- Born: July 15, 1955 Brussels, Belgium
- Died: July 21, 2025 (aged 70) California, U.S.
- Occupations: Author; Professor of Finance,; Risk Manager;
- Notable work: Value at Risk, Financial Risk Management Handbook, Big Bets Gone Bad

= Philippe Jorion =

Risk management academic (1955–2025)

Philippe Jorion (1955—2025) was an author, professor and risk manager. He was the author of more than 100 publications on the topic of risk management and international finance, and is credited with pioneering the Value at Risk approach to risk management.

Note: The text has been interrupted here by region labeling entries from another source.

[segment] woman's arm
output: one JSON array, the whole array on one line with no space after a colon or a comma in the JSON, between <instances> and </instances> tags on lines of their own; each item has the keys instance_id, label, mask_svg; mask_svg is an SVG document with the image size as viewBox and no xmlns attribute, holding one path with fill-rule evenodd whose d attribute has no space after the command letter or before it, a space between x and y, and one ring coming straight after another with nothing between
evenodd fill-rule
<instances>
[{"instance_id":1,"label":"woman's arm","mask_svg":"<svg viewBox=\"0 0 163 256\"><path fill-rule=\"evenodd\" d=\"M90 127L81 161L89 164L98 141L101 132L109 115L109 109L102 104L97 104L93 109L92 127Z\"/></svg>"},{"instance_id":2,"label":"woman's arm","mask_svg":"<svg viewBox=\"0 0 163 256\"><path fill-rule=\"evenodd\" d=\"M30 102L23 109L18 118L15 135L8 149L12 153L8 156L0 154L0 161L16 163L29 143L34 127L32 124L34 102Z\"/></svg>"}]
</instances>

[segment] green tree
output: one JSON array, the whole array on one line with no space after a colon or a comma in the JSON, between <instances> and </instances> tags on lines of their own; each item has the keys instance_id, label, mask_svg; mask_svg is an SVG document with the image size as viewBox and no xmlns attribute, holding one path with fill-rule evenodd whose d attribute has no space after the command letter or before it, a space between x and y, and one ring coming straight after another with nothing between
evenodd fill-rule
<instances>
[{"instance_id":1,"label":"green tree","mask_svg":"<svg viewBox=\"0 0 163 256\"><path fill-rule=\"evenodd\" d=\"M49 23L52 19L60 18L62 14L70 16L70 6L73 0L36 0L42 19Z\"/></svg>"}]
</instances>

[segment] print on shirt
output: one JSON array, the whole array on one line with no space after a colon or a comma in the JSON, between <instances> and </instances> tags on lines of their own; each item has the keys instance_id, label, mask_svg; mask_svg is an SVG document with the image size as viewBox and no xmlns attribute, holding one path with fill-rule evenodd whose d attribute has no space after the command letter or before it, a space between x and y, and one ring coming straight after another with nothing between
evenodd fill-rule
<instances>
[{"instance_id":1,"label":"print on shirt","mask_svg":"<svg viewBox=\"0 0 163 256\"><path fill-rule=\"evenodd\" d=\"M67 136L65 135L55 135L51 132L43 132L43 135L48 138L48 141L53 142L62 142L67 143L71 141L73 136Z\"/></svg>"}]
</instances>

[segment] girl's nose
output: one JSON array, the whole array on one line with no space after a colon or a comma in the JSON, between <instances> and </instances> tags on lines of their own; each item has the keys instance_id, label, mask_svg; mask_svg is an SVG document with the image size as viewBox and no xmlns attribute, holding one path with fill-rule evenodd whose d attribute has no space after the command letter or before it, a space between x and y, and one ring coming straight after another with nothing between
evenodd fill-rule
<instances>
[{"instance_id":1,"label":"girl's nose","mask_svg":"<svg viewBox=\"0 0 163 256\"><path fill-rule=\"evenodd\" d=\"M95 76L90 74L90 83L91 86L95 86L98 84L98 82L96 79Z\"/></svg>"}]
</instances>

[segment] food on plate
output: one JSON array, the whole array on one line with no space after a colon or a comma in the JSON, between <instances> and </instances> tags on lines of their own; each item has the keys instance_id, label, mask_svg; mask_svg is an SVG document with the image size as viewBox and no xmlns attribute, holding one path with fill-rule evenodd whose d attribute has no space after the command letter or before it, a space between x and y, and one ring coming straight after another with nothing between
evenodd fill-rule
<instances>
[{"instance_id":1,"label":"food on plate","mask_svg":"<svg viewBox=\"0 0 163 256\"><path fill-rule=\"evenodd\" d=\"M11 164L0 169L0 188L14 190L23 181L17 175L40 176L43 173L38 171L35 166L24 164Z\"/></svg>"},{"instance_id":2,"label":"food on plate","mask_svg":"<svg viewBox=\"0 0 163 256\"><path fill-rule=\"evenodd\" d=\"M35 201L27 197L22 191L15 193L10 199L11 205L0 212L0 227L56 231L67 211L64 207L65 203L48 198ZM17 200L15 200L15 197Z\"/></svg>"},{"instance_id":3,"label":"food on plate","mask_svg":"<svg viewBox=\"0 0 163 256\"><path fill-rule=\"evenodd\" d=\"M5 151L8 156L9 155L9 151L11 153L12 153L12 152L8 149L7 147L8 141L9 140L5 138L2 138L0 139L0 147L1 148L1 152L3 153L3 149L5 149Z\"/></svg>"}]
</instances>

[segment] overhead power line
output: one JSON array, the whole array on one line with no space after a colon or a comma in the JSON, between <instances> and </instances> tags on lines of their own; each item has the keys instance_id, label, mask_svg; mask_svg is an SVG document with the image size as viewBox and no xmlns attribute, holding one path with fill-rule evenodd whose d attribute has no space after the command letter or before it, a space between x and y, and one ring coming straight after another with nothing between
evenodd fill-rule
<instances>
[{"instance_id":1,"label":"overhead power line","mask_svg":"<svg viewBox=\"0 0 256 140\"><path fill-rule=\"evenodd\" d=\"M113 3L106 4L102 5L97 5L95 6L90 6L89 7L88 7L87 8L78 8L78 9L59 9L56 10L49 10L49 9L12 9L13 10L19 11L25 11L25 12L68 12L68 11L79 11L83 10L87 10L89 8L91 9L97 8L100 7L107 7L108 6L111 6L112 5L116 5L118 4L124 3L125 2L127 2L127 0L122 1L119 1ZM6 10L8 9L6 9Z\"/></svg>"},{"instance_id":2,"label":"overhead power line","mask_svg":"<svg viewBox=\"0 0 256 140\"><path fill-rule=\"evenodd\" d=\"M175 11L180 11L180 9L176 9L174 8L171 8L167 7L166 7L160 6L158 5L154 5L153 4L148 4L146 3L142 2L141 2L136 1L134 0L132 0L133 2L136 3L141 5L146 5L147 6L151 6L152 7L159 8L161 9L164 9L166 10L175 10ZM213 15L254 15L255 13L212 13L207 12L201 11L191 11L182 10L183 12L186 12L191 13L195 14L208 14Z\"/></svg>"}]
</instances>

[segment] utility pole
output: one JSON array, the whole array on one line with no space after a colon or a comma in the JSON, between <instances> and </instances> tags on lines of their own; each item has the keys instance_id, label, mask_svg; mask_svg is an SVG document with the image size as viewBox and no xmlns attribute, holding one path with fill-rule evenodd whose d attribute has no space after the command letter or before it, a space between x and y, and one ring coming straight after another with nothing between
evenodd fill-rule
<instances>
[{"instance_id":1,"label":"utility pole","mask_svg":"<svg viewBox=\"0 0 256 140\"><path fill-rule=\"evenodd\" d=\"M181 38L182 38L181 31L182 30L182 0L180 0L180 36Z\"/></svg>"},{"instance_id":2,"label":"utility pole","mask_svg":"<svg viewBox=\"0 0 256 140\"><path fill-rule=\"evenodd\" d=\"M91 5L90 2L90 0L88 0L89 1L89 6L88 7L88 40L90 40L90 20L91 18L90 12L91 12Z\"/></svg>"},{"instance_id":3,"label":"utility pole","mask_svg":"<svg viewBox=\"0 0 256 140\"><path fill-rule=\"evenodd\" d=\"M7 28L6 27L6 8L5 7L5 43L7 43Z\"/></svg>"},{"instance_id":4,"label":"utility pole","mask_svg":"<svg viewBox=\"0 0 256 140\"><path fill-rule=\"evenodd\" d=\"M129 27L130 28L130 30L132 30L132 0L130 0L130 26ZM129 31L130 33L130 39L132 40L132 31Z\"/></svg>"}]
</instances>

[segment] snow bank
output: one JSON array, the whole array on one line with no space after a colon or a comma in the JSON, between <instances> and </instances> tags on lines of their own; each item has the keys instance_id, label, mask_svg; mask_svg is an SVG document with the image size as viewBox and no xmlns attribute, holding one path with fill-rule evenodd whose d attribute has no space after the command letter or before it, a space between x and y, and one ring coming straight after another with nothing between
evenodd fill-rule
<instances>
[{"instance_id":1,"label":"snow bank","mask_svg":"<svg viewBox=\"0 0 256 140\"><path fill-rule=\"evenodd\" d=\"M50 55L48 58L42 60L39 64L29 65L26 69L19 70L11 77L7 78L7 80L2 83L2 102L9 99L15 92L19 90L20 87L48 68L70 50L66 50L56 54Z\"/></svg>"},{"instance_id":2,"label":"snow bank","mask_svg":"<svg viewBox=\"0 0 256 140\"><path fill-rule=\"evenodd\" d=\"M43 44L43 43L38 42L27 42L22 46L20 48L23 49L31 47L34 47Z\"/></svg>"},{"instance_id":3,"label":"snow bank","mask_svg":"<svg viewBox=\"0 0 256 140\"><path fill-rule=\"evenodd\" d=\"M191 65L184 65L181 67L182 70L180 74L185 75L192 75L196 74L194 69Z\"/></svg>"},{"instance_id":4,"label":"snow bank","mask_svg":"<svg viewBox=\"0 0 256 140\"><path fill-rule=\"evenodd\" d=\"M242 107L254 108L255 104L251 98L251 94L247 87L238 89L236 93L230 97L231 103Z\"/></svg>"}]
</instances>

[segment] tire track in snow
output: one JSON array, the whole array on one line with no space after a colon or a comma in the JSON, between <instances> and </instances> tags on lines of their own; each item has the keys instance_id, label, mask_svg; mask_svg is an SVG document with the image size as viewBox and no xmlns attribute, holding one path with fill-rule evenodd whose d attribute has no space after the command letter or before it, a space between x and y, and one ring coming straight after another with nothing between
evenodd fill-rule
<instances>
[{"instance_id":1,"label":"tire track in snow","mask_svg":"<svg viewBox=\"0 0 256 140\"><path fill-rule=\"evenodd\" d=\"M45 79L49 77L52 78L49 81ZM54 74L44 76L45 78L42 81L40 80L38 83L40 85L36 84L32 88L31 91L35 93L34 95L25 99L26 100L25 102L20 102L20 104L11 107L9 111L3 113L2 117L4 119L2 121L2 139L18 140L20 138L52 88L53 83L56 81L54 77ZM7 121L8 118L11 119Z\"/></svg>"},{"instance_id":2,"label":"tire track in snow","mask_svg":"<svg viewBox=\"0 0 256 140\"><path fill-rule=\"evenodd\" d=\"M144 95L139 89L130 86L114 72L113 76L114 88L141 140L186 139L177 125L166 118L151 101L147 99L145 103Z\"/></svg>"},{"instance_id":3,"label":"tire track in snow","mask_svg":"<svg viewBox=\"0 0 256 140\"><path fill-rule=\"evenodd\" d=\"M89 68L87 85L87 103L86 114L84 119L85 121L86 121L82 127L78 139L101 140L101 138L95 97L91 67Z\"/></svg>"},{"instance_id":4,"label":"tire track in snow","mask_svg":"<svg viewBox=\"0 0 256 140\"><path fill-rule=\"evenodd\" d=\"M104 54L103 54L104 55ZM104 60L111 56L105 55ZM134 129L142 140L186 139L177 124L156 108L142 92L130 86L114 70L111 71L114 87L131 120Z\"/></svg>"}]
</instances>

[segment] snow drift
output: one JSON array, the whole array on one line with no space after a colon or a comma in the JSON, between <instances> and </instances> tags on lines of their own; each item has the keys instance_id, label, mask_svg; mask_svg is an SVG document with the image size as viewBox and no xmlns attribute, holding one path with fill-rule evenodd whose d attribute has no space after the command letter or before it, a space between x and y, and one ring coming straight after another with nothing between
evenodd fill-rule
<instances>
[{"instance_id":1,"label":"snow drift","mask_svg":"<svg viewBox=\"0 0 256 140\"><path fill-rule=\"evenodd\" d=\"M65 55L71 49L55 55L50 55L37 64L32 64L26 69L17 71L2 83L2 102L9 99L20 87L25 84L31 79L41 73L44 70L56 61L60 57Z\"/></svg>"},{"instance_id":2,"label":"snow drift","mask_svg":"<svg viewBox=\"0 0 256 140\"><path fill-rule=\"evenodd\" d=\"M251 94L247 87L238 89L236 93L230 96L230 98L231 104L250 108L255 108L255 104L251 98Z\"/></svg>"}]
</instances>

Jorion's works include Financial Risk Manager Handbook and Value at Risk: The New Benchmark for Managing Financial Risk. He served as the Chancellor’s Professor of Finance at the UC Irvine Paul Merage School of Business and was a managing director at investment firm PAAMCO where he headed the Risk Management group. In 1995, he wrote the book Big Bets Gone Bad on the bankruptcy of Orange County, California, hoping to push voters towards supporting a proposed upcoming tax increase in the region, but the work's publication date was pushed past the special election.

Jorion received several awards honoring excellence in research and financial writing, including two from the CFA Institute and one from the Journal of Finance. He held an MBA and a PhD from the University of Chicago and a degree in engineering from ULB Brussels.